Run each of these and confirm green:

# Unit tests
bun test test/<skill-name>.test.ts

# Integration tests (when applicable)
bun run test:e2e

# Resolver reachability + MECE + DRY
gbrain check-resolvable

# Conformance tests (skill YAML + required sections)
bun test test/skills-conformance.test.ts

Quality gates

A feature is NOT properly skilled until:

  • All tests pass (unit + integration + evals).
  • It appears in
    skills/RESOLVER.md
    with accurate trigger patterns.
  • The resolver trigger eval confirms patterns route to the new skill.
  • gbrain check-resolvable
    shows no orphaned skills, no MECE overlaps, no DRY violations.
  • If it writes brain pages,
    brain/RESOLVER.md
    has the directory.

Anti-Patterns

  • ❌ Code with no SKILL.md — invisible to the resolver; the agent will never run it.
  • ❌ SKILL.md with no tests — untested contract; one prompt change regresses silently.
  • ❌ Tests that reimplement production code — the reimplementation's bugs don't catch production's bugs (the
    files-test-reimplements- production
    lesson).
  • ❌ Resolver entry that uses internal jargon the user never types — trigger patterns must mirror real user language.
  • ❌ Feature that writes to brain without a
    brain/RESOLVER.md
    entry — orphaned pages the agent will never find.
  • ❌ Deterministic logic in LLM space — should be a script.
  • ❌ LLM judgment in deterministic space — should be an eval.
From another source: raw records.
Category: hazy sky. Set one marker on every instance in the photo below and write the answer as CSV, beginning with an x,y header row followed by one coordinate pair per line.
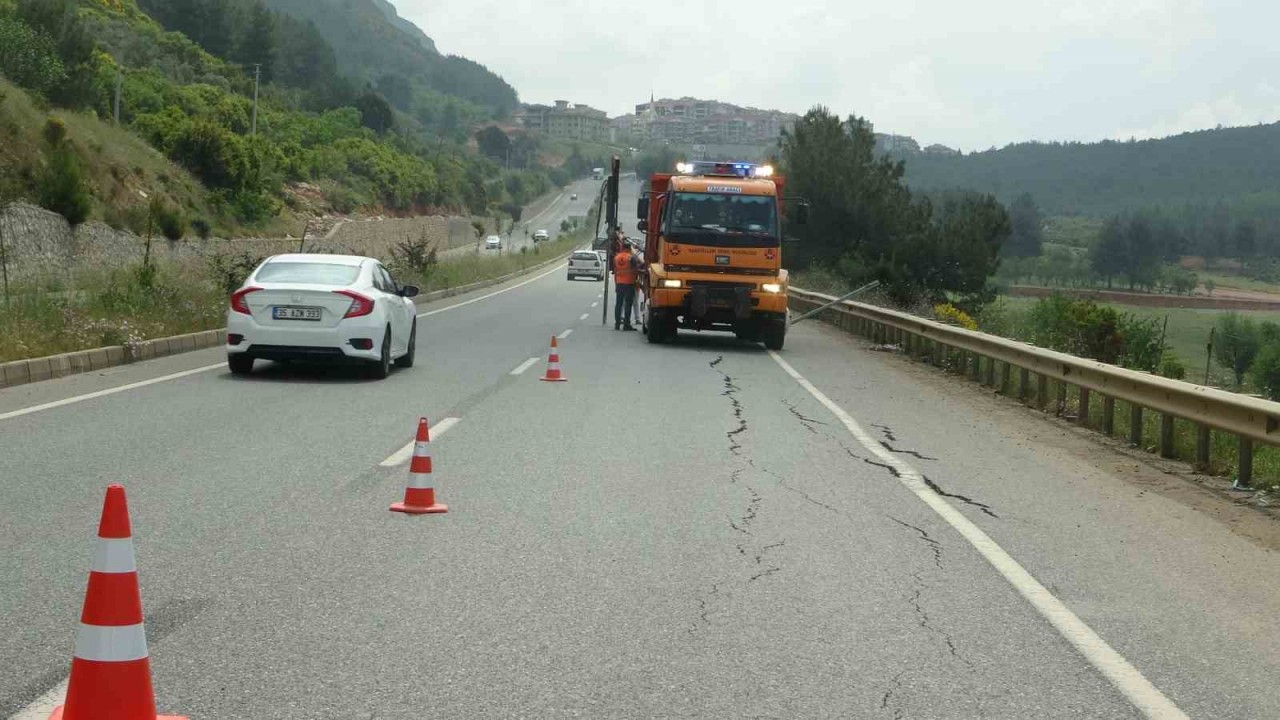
x,y
967,73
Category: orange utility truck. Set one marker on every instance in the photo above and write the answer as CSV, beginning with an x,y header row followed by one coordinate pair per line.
x,y
713,246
Why skillify + check-resolvable is the right pair

Hermes and similar agent frameworks auto-create skills as a background behavior. That's fine until you don't know what the agent shipped — checklists decay, tests drift, resolver entries get stale.
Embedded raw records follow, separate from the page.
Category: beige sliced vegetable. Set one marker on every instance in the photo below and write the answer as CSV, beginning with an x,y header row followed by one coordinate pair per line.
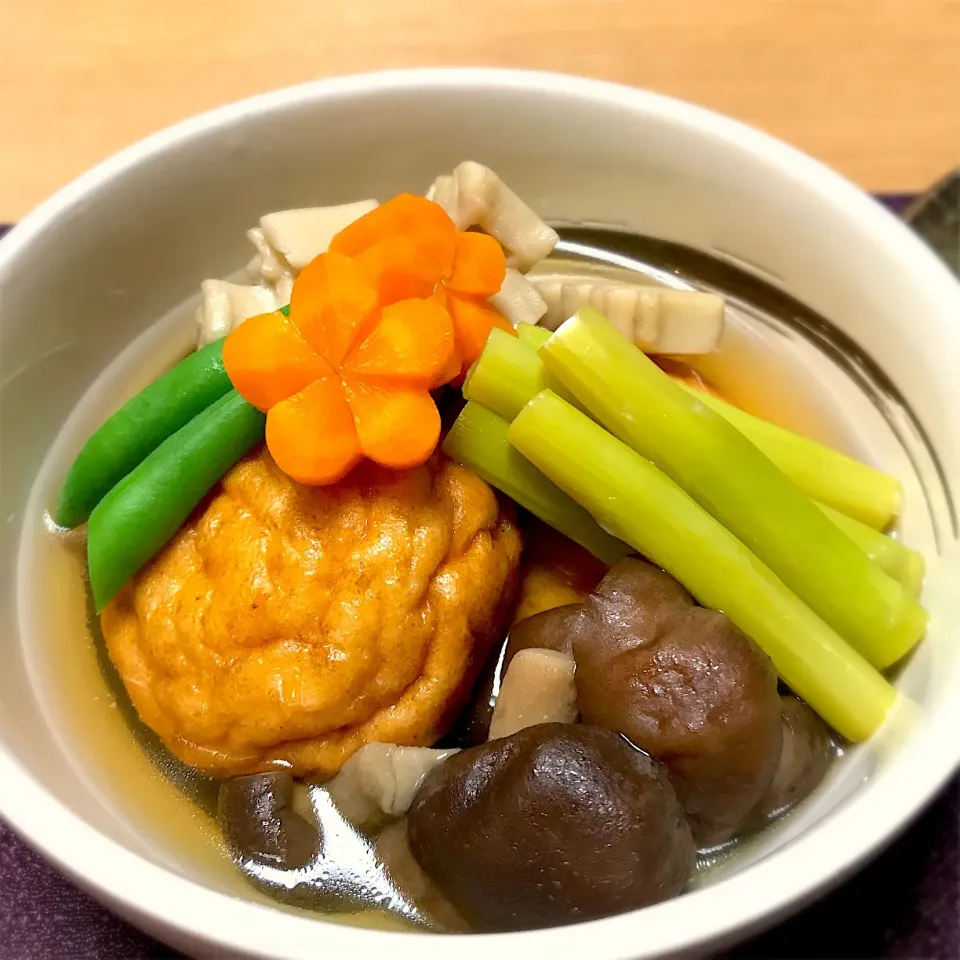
x,y
226,305
518,299
538,687
380,781
474,196
656,319
301,235
736,483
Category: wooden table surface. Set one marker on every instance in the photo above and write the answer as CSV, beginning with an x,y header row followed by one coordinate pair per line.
x,y
870,86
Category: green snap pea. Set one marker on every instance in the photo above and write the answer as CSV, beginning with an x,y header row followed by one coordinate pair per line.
x,y
138,428
134,521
Gbrain ships the same capability as two user-controlled tools:

  • /skillify
    builds the checklist and helps you fill in the gaps.
  • gbrain check-resolvable
    validates the whole skill tree: reachability, MECE, DRY, gap detection, orphaned skills.
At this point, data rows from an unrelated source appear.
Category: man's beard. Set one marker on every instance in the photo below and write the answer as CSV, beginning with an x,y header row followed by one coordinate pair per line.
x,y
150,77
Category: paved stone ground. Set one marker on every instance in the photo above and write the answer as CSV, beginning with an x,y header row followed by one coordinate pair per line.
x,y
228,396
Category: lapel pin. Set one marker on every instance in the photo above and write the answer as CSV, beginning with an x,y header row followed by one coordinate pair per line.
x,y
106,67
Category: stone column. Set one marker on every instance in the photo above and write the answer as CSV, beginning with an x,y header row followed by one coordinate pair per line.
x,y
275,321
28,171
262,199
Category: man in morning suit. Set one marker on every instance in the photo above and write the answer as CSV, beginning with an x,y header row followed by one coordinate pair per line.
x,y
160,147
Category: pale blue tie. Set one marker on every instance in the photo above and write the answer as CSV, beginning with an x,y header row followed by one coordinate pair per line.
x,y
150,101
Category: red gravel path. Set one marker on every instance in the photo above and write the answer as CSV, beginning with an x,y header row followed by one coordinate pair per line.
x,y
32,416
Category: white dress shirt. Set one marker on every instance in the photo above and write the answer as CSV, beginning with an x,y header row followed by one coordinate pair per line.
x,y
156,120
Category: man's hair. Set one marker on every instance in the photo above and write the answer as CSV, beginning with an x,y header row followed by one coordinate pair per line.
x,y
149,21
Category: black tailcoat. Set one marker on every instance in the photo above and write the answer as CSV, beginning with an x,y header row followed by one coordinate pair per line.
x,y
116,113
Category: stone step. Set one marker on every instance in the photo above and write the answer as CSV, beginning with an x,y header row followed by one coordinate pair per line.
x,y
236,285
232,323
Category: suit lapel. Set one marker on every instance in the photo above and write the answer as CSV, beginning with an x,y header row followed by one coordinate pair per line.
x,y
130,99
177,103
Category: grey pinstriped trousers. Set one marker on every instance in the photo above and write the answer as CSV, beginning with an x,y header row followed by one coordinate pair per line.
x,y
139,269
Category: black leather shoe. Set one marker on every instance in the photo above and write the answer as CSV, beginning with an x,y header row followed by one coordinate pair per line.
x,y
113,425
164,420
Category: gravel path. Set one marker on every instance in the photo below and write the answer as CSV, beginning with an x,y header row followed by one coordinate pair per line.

You decide when and what. The human keeps judgment. The tooling keeps the checklist honest. In practice this combo produces zero orphaned skills, every feature with tests + evals + resolver triggers + evals of the triggers.

Output Format

A skillify run produces, in order:

  1. An audit printout listing which of the 10 items exist and which are missing for the target feature.
  2. The files created to close each gap (SKILL.md, test files, resolver entries).
  3. The final
    gbrain check-resolvable
    output confirming reachability.
  4. A one-line summary of the resulting skill completeness score (N/10).